Duc looks abroad to combat declining sales

With the French poultry sector in decline as a result of falling prices, increased competition and overproduction, Duc is looking to foreign markets - and innovative products - to help it survive.

Duc, the French poultry processor, has reported a 10.5 per cent decline in 2002 sales to €127.7 million due to the continuing difficulties in the French market. But the group remains confident that it can overcome these problems by moving its focus to foreign markets and innovative products.

Operating results for the year dropped into the red to the tune of €3.7 million, while net losses reached €3.3 million, a sharp decline compared to profits of €3.3 million and €6.6 million respectively in the previous year.
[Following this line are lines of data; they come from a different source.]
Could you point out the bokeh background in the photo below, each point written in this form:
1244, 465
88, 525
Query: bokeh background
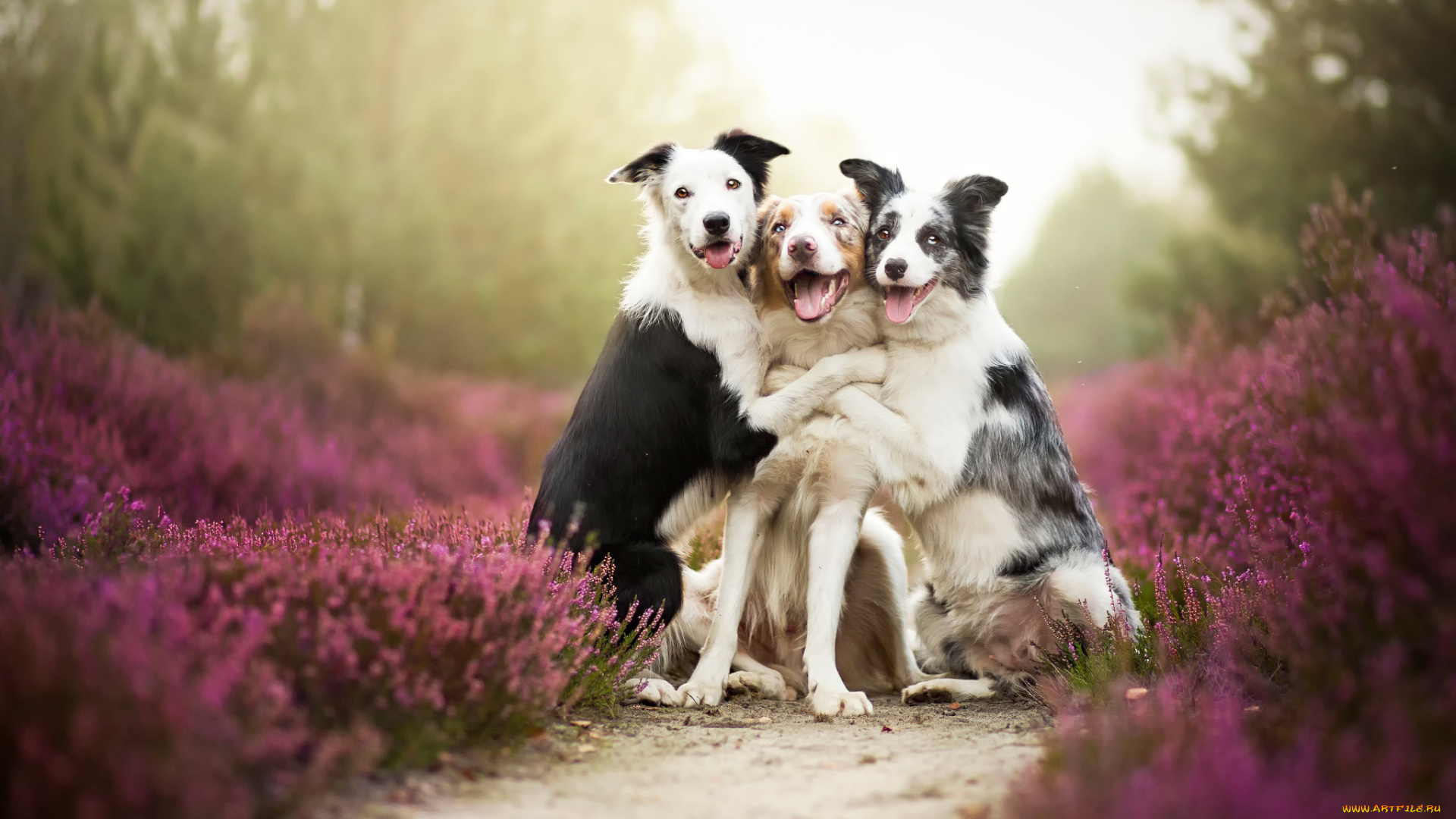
251, 181
294, 297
Duc said that the French poultry sector had been affected by overproduction at a time when consumption was in decline. The situation was further compounded by low prices for beef and pork and substantial imports from Brazil and Thailand.

Branded poultry products suffered at the hands of discounted items but also from a major marketing push from Label Rouge (premium quality) products, Duc said, adding that it had taken a number of measures to limit the impact of the crisis on its business.

These measures include a repositioning of the Duc brand to focus on 'easy cooking' - a reaction to growing consumer demand for ready meals and convenience food. In concrete terms, this means the launch of the Facil'Découpe, a pre-cut chicken, and Facil'Cuisson, a chicken which has been seasoned and is ready for roasting.

But these are just the first in what Duc claims will be a long line of innovative products developed by its marketing and R&D departments. Given the favourable reaction to Facil'Découpe, launched late last year, the company clearly believes it is on the right track.

In addition to these innovative new products, Duc is also planning to expand into some of the more traditional poultry sectors where it has not previously had a major presence. These include the quality-controlled sector, where it has launched a range of products under the Prestige brand for the wholesale and catering markets, a range of halal products and other Label Rouge and standard products.

Export markets will also play an increased role in Duc's business in the future, the company said, although the focus will be as much on technology transfer as on selling products. Duc signed an agreement with the Ukrainian company Ruby Rose Agricole in November 2002 allowing the company to take advantage of the French group's know how, and other similar agreements are expected to be signed during the course of 2003.

Despite the difficult economic surroundings, Duc​ continued to invest during 2002, with €4 million going towards the construction of a frozen food plant and a water treatment facility.

The company said it expected sales in line with those of 2002, despite the continued downturn in the market likely in 2003. Profits are expected to grow again after the declines in 2002, while the fruits of the company's international expansion should be seen by 2004.